A good culture fit is one that is constantly refitting itself to both the changing needs of the organisation and increasing rapid evolution of technology. we have moved in that direction by spending 5% annually on training and retraining for our Information Technology staff while educating them about the organisational business.

What roles or skills are you finding (or anticipate to be) the most difficult to fill?

  1. AI support
  2. High Performance Computing support
  3. Health Care data analytic support

What is the best career advice you ever received? ‘Trust your gut’ and that ‘Developing your emotional Intelligence in the workplace is crucial.’

Do you have a succession plan? Yes but, up until now, only for the top two levels.

If so, discuss the importance of and challenges with training up high-performing staff. Performance reviews which are objective, sensitive and educational. Recognising that, while performance reviews are related to compensation, the importance of the review is the practical mentoring since a recession might eliminate a raise but should not get in the way of solid mentoring. Mentoring endures. There should be constant mentoring and practice of the tasks that the level above the employee being reviewed engages in.

What advice would you give to aspiring IT leaders?

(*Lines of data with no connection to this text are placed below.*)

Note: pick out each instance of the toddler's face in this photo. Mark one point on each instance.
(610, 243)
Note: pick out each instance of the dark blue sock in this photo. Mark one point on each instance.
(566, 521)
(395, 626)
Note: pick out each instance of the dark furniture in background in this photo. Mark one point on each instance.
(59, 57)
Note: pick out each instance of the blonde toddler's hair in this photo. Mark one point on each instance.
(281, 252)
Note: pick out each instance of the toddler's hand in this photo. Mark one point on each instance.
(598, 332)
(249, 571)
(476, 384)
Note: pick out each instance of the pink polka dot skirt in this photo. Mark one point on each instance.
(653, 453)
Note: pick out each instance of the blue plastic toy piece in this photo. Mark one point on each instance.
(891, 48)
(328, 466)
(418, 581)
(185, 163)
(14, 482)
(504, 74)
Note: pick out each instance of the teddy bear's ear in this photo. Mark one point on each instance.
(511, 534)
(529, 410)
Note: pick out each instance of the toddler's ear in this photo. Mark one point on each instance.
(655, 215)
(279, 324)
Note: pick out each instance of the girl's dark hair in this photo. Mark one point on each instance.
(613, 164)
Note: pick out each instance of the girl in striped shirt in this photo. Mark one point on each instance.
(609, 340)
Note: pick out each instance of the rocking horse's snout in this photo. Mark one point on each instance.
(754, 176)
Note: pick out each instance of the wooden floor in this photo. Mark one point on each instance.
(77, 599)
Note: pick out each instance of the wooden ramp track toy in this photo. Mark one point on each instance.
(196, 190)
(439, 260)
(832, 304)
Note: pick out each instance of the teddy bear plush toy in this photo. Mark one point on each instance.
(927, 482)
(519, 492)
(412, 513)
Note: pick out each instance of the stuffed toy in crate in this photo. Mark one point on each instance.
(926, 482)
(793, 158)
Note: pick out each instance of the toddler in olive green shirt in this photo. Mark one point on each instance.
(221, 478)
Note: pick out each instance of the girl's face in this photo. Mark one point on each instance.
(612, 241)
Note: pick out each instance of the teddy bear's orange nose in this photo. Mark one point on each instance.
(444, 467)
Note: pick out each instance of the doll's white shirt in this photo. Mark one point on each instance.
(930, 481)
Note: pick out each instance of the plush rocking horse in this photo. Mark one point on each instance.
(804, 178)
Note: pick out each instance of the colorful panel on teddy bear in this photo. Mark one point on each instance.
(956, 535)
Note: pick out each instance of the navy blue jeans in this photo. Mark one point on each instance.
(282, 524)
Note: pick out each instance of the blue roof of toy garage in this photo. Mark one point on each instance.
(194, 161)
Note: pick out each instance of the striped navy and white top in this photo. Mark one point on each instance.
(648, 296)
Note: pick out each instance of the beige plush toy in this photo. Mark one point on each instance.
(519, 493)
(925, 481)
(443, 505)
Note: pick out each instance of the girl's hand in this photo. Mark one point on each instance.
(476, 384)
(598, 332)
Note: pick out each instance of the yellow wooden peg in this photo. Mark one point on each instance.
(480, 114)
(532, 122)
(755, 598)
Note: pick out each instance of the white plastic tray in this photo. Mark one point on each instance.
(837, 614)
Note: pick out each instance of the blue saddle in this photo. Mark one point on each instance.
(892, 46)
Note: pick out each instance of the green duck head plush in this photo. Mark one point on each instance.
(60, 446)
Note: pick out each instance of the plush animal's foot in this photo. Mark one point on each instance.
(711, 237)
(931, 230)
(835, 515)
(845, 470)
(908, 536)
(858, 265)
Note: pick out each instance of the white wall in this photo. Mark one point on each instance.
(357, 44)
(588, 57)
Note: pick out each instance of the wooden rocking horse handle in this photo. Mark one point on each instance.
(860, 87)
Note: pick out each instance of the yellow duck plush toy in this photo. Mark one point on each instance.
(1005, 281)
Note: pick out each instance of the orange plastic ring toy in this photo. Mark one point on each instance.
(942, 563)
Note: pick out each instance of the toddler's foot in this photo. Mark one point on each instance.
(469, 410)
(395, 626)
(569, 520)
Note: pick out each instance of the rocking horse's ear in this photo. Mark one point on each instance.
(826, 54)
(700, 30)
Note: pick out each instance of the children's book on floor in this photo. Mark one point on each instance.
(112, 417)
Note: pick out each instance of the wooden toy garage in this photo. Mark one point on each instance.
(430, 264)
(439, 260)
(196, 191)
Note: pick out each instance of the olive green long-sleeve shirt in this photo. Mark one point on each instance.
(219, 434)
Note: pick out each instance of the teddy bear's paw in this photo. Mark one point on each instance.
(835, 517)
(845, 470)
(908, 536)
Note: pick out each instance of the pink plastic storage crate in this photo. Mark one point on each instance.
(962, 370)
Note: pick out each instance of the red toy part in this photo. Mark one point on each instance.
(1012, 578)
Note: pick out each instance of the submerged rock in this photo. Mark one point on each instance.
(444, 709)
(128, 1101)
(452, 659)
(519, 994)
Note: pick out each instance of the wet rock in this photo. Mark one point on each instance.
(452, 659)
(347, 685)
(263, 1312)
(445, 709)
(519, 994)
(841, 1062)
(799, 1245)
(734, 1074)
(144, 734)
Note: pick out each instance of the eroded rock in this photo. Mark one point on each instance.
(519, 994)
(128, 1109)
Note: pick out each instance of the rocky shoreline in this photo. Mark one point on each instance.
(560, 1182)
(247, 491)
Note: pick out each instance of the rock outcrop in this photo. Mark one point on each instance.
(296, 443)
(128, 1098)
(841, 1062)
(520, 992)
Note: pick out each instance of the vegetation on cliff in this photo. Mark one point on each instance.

  • IT is all about people: both service providers and customers
  • Trust your gut
  • In IT, true success is mainly silent
  • There will always be mistakes, so admit them, learn from them and then leave them in the past. There is no point in paying the price of errors more than once.
  • IT has to do the basics very well to get the credibility to partner on strategic initiatives

What has been your greatest career achievement? My greatest achievements are the people whom I have mentored, learned with, and still in contact with many years and jobs later. No project or position is as important as that.

Looking back with 20:20 hindsight, what would you have done differently? I would have listened to my gut and responded sooner, doubled the number of pilot efforts, and pushed harder.

What are you reading now? The Miracle of Mindfulness by Thich Nhat Than and Land by Simon Winchester

Most people don't know that I… am an introvert who struggles with shyness.

In my spare time, I like to…spend time with my family and friends, travel and explore new places, be physically active every day and, when I can find the time, read fiction and non-fiction.

Ask me to do anything but… stop learning and also to stop asking “Why is that?”